The $n$th Bell number, named after Eric Temple Bell (although he was far from the first to think about them), is the number of partitions of a set of cardinality $n$. If they are written in the top row of this triangle, starting with the $0$th Bell number, which is $1$, and each number is the sum of the two above, it, then the numbers on the left edge are the Bell numbers starting with the $1$th Bell number (not to be confused with the $1$st Bell number....): $ \begin{array}{ccccccccccccc} 1 & & 1 & & 2 & & 5 & & 15 & & 52 & & 203 \\ & 2 & & 3 & & 7 & & 20 & & 67 & & 255 \\ & & 5 & & 10 & & 27 & & 87 & & 322 \\ & & & 15 & & 37 & & 114 & & 409 \\ & & & & 52 & & 151 & & 523 \\ & & & & & 203 & & 674 \\ & & & & & & 877 \end{array} $ Thus suppose we have any finite initial part of the table: $ \begin{array}{ccccccccccccc} 1 & & 1 & & 2 & & 5 & & 15 \\ & 2 & & 3 & & 7 & & 20 \\ & & 5 & & 10 & & 27 \\ & & & 15 & & 37 \\ & & & & 52 \end{array} $ The number at the very bottom tells us what number to write next in the top row, and thus we have a recursion that gives us the whole sequence of Bell numbers. Now of course this tells us that $ \sum_{i=1}^\ell \binom \ell i B_i = B_{\ell+1},\tag{TYPO HERE} $ which is another (Or is it really the same one?) recursion formula for the Bell numbers.

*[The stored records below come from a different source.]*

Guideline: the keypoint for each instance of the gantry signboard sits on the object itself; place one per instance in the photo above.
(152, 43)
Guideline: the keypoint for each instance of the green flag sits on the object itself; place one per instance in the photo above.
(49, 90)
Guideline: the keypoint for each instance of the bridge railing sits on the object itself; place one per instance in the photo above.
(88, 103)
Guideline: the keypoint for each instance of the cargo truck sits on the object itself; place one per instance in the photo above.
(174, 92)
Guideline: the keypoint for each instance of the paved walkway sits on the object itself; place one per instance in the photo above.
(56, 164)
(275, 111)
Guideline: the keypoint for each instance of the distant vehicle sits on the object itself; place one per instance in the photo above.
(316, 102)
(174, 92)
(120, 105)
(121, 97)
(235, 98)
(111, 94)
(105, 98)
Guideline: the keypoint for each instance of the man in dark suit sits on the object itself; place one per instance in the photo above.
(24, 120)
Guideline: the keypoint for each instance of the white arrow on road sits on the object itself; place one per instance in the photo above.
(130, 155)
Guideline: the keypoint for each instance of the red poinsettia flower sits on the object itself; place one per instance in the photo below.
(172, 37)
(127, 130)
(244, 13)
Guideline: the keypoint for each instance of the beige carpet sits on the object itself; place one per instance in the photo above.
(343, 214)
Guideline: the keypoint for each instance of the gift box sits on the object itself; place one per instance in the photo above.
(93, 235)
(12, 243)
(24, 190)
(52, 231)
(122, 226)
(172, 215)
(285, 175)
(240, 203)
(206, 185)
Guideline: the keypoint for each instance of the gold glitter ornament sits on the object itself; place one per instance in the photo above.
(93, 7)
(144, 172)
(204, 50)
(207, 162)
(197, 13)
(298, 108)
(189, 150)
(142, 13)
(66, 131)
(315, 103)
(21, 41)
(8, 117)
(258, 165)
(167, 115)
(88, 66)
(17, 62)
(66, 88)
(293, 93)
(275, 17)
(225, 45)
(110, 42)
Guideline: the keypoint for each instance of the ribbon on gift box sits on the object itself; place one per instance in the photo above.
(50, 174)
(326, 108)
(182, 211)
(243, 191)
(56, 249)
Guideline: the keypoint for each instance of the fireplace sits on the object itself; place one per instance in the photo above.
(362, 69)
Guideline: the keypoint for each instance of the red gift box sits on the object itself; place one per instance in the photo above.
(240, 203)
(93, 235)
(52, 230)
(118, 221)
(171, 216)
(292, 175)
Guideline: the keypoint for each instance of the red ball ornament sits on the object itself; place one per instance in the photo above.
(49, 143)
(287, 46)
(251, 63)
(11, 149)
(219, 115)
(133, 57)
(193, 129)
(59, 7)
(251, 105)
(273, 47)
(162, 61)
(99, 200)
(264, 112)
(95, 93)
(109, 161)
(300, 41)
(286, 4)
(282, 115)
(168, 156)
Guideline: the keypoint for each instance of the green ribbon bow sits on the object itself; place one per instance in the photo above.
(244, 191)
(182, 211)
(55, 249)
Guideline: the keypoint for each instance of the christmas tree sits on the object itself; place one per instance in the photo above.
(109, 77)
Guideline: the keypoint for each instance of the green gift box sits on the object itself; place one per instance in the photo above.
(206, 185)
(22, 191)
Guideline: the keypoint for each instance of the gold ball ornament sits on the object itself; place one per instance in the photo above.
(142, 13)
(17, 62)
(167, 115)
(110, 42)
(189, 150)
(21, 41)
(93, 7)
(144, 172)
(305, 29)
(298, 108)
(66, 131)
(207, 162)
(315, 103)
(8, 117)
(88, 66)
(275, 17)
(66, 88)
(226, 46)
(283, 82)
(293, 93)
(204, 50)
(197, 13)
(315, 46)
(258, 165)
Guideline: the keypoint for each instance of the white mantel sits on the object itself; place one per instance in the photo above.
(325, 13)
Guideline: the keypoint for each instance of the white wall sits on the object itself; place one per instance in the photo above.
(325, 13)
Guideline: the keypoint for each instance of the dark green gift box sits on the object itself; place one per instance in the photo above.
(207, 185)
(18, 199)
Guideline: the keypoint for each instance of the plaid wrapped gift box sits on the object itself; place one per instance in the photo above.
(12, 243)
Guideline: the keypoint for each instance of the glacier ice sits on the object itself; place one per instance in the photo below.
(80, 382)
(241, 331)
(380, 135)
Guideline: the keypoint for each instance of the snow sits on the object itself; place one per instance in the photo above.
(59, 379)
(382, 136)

Later edit: The line above should have started the summation at $0$ rather than $1$, thus: $ \sum_{i=0}^\ell \binom \ell i B_i = B_{\ell+1} $ end of later edit
Now "everybody knows" (?) that much. (See Gian-Carlo Rota's paper "The Number of Partitions of a Set" in the 1964 volume of the American Mathematical Monthly.) But the triangular array implies more than that. Number the rows starting with $0$ and the entries in each row starting with $0$, so that $B_{j,i}$ is entry $i$ in row $j$. Then the triangular array tells us that $ \sum_{i=k}^\ell \binom{\ell-k}{i} B_{j,i} = B_{j+\ell-k,\,j}.\tag{TYPO HERE} $ Later edit: The index $k$ above should have gone from $0$ to $\ell-k$. And since $\ell$ and $k$ appear only in the expression $\ell-k$, we may as well just use $\ell$ to denote what was called $\ell-k$. And we also fix another problem in the line below: $ \sum_{i=0}^\ell \binom \ell i B_{j,i+k} = B_{j+k-1,k} $ end of later edit
So my questions are:
- How can $(1)$ be proved bijectively?
- Is $(1)$ in the literature somewhere (specify!)?